Strings are fundamental to any programming language, and Elixir's implementation offers unique features and capabilities that make string manipulation both powerful and efficient. From UTF-8 encoding to advanced interpolation techniques, understanding how Elixir handles strings is crucial for building robust applications.
Binary strings (double quotes) are the most common choice in modern Elixir applications, especially when working with text processing, user input, or web applications. Character lists (single quotes) are primarily used when interfacing with Erlang functions that haven't been updated to work with binary strings.

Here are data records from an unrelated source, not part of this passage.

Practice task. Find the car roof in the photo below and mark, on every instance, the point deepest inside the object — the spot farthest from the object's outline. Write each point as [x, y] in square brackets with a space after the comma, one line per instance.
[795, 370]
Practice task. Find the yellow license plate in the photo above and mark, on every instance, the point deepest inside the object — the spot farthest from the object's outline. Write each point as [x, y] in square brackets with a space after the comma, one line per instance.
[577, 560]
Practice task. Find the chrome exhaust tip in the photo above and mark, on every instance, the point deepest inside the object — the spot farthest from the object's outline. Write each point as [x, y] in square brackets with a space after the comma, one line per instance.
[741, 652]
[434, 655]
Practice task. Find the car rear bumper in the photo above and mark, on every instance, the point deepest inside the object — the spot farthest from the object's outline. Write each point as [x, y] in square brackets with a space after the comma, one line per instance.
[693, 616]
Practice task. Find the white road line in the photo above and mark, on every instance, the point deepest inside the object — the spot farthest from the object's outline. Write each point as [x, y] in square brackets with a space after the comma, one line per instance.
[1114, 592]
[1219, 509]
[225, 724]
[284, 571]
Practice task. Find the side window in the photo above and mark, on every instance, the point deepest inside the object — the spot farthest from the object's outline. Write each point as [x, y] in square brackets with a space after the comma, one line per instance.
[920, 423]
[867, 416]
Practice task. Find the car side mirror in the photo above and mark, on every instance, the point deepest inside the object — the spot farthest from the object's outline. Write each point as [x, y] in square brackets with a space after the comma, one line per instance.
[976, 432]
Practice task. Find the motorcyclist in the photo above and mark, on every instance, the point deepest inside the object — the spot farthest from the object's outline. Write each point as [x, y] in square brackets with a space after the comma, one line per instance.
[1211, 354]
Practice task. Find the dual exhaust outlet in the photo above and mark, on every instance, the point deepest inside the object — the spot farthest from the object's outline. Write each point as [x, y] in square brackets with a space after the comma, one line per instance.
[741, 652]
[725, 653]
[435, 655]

Note: The examples in this article use Elixir 1.17.3. While most string operations should work across different versions, some functionality might vary. Certain features like
Mix.install/1
require Elixir >= 1.12.
Table of Contents
- Introduction
- String Types and Binary Representation
- String Creation and Basic Operations
- String Interpolation Deep Dive
- String Module Functions
- Pattern Matching with Strings
- Working with UTF8
- Regular Expressions
- Heredocs and Documentation
- Extending String Capabilities
- Conclusion
- Further Reading
- Next Steps
Introduction
In Elixir, strings are not just sequences of characters - they are binary sequences encoded in UTF-8. This design choice brings both power and sophistication to string handling. Understanding the nuances of string manipulation in Elixir is essential for writing efficient and maintainable code.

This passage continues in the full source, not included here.